Saturday, October 24, 2009

Nick Clegg's The Liberal Moment: Chapter 7

I said my last post on this pamphlet was the penultimate one. I was wrong. Because this one is about the "The Social Crisis" and I have just discovered there is another crisis after that.

I suppose the social crisis counts a milder, Liberal Democrat version of David Cameron's broken Britain. It seems to consist in the lack of social mobility in modern Britain, which Nick characterises as a lack of "fairness".

"Fairness" always seems such a playground word, even if it does go down well with the focus groups. Nick says the concept "pierces right to the heart of everything progressives stand for", but it is hard to imagine something so wet piercing to the heart of anything.

Plus, as I have argued before, it is not that Tories don't believe in fairness; it's just that they have a different conception of it.

Anyway, Nick makes some good points about the burden of taxation the poor now bear, and the more familiar one that "a child born today in the poorest neighbourhood in Sheffield will die on average fourteen years before a child born in the most affluent neighbourhood a few miles away".

If I read that once more I shall be tempted to ask why he got himself selected for that affluent neighbourhood.

Then on to education and, inevitably, the pupil premium, though government micromanagement of schools gets a welcome kicking too.

On to health, where the same critique of Labour is offered. Then tax, where the lowest earners should be lifted out of it. And finally housing, where they key is to treat house price inflation like any other kind of inflation by taking it into account when interest rates are set.

Next time it will the security crisis and that really will be it. Except that I have just been asked to turn these jottings into a coherent article for Liberator.

See also:

And you can download the whole pamphlet from Nick Clegg's website.

1 comment:


  1. "a child born today in the poorest neighbourhood in Sheffield will die on average fourteen years before a child born in the most affluent neighbourhood a few miles away".


    It is a silly statement because we just don't know that. We don't know when people born now will die.

    So perhaps Nick ought to clarify just what he means by it. If he is taking it from the average age now of death in the two neighbourhoods, this is a very different thing.

    Yes, it is certainly a serious issue that poor people tend to die at a very much younger age than rich people.
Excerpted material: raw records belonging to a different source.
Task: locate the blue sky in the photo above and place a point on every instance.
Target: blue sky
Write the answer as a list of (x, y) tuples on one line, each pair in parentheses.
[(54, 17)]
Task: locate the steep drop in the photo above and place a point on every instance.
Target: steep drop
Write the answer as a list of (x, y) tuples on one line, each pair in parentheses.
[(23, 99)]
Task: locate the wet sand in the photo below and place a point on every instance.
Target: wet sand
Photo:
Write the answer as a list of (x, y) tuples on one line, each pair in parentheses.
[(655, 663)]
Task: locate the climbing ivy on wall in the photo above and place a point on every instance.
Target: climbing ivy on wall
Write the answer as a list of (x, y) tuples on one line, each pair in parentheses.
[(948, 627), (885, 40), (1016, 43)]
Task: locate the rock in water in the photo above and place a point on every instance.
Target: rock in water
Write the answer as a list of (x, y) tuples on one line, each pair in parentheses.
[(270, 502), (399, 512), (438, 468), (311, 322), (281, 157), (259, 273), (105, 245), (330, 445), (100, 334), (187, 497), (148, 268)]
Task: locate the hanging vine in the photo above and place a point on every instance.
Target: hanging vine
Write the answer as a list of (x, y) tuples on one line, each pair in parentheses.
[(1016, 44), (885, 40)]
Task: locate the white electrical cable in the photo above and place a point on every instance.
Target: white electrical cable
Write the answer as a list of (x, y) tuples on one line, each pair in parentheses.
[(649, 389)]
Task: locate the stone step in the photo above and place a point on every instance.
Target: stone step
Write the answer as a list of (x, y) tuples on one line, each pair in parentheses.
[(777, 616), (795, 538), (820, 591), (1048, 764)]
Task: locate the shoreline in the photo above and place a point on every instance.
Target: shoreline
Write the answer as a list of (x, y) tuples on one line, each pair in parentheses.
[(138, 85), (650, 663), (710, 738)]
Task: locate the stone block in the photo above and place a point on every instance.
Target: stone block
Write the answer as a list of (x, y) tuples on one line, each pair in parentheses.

But that doesn't excuse a totally bogus and innumerate use of statistics.

    The first thing I should like to know is whether the statistics used are just average age of death in the two neighbourhoods, or whether there's somd compensating balance to take into account age differences.

    Let us give an example. Suppose there is a neighbourhood X where mostly young people live. Actually, everyone moves from there by the time they reach 50. So the average age of death in that neighbourhood will be below 50 - must be, no-one over that age lives there. Not many people die there, but there's always the odd accident etc.

    OK, so now consider a neighbourhood Y which consists of all specially adapted houses for the very elderly, so only people aged 85+ live there. Average age of death in that neighbourhood will, obviously, be over 85.

    So would Nick be saying "A child born today in X will die on average 40 years younger than a child born in Y"?

    It may be that the figures Nick uses are more sophisticated than plain average age of death, but the fact that he uses this phrase "child born today" already tells me this isn't literally true, so obviously I'm left wondering, well, just how untrue is it? Which detracts from the serious point being made.